The mission of the United Nations (established in 1945, after the IHO, formed in 1921), is to prevent the “scourge of war”; and thus, makes conflict resolution a priority. While there are several controversies over the naming of commonly bordered bodies of water, like the Persian Gulf vs. the Arabian Gulf, the United Nations has not chosen to enter that fray as mediator. But the United Nations has within its Economic and Social Council division (1945 UN Charter, Art. 61), nine expert units, one of which is a unit called the Group of Experts on Geographical Names (UNGEGN). Their work is to set standards and meet with the representatives of each nations’ geographical naming authority. The United Nations is strictly an intragovernmental organization that has no authority other than what its member nations agree to allow it to exercise through treaties and agreements. So if there is any mediating it would likely take place within this UNGEGN among the geographical naming authorities.
International Law and Naming
While there is no international protocol or law to officially name a body of water, each sovereign is left to name their own boundary waters within their jurisdictions. The Law of the Sea is the international legal instrument that we would first look to for determining where that jurisdiction lies.
However, as in the Gulf of Mexico, aka Gulf of America, there are three sovereign nations with jurisdictions over parts of this body of water. One group of scholars has determined that through “unilateral acts” provided for in the Law of the Sea, one nation could name a body of water beyond their jurisdiction, but to what extent this accrues any rights is more of a matter of international diplomacy, than perhaps a customary law. An analysis in 2010 concluded:
The silence of the 1982 Convention [The Law of the Sea] does not rule out the possibility for a state to create a new right to impose its chosen nomenclature of a particular maritime feature on the international community. The technique that could give birth to such an entitlement is the unilateral act. Indeed, the legal nature of such acts has been acknowledged (Eastern Greenland 1933, 69; Nuclear Tests 1974, 268) and recent years have seen a sharp rise in their usage: “(…) unilateral acts have become the most frequent tool of State interaction. They weave, so to speak, the daily web of international relations” (Zemanek 1998, 210).

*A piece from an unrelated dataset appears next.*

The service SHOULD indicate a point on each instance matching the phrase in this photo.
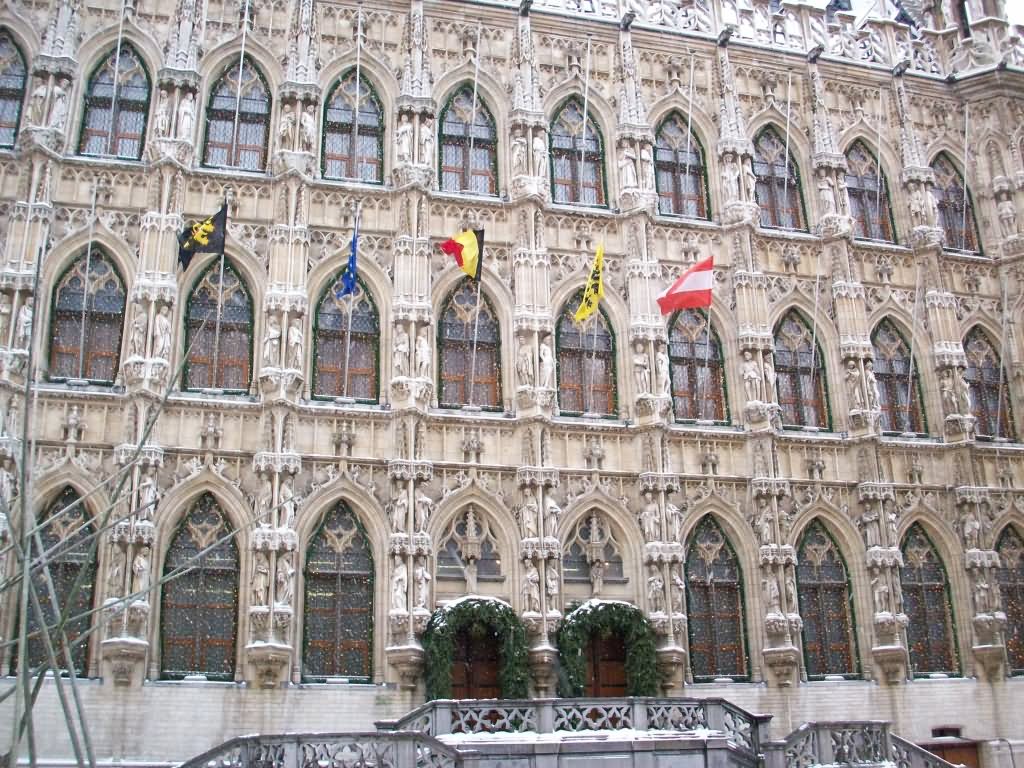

The Law of the Sea allows filing exceptions while still signing the Convention if there is a disagreement over an “historic . . title.” This means these disagreements do not prevent the larger treaty from being signed or becoming effective. It is really an agreement to disagree.
The Law of the Sea also provides for maritime bilateral (between two nations) and multilateral (between many nations) agreements between nations. Indeed, there is a maritime treaty between Mexico and the United States: US/Mexico Maritime Boundary Treaty, 1978; which was not effective until 1997 and enrolled with the United Nations in 2001. It speaks strictly to boundaries and jurisdictions with no other authorities regarding naming.
In summary
Every nation has the sovereign power to name the body of water contiguous with its shore, and to use that name within their jurisdiction. The name can be adopted by any or all of the international organizations that record names. However, naming a body of water or a sea or a gulf could be done with a “unilateral” act under the Law of the Sea.
Did I mention, the United States often relies on the United Nations Convention on the Law of the Sea, but has not ratified the treaty (Senate approval), nor is it even a signatory (Executive Branch signing of the treaty)?
So we may be relying on international law that we have not agreed to be bound by, but then that is not out of the ordinary for the United States. Thus, we hereby rename the entire Gulf and rely on international law and diplomacy to make it customary.
Professor Victoria Sutton (Lumbee) is a law professor on the faculty of Texas Tech University. In 2005, Sutton became a founding member of the National Congress of American Indians, Policy Advisory Board to the NCAI Policy Center, positioning the Native American community to act and lead on policy issues affecting Indigenous communities in the United States.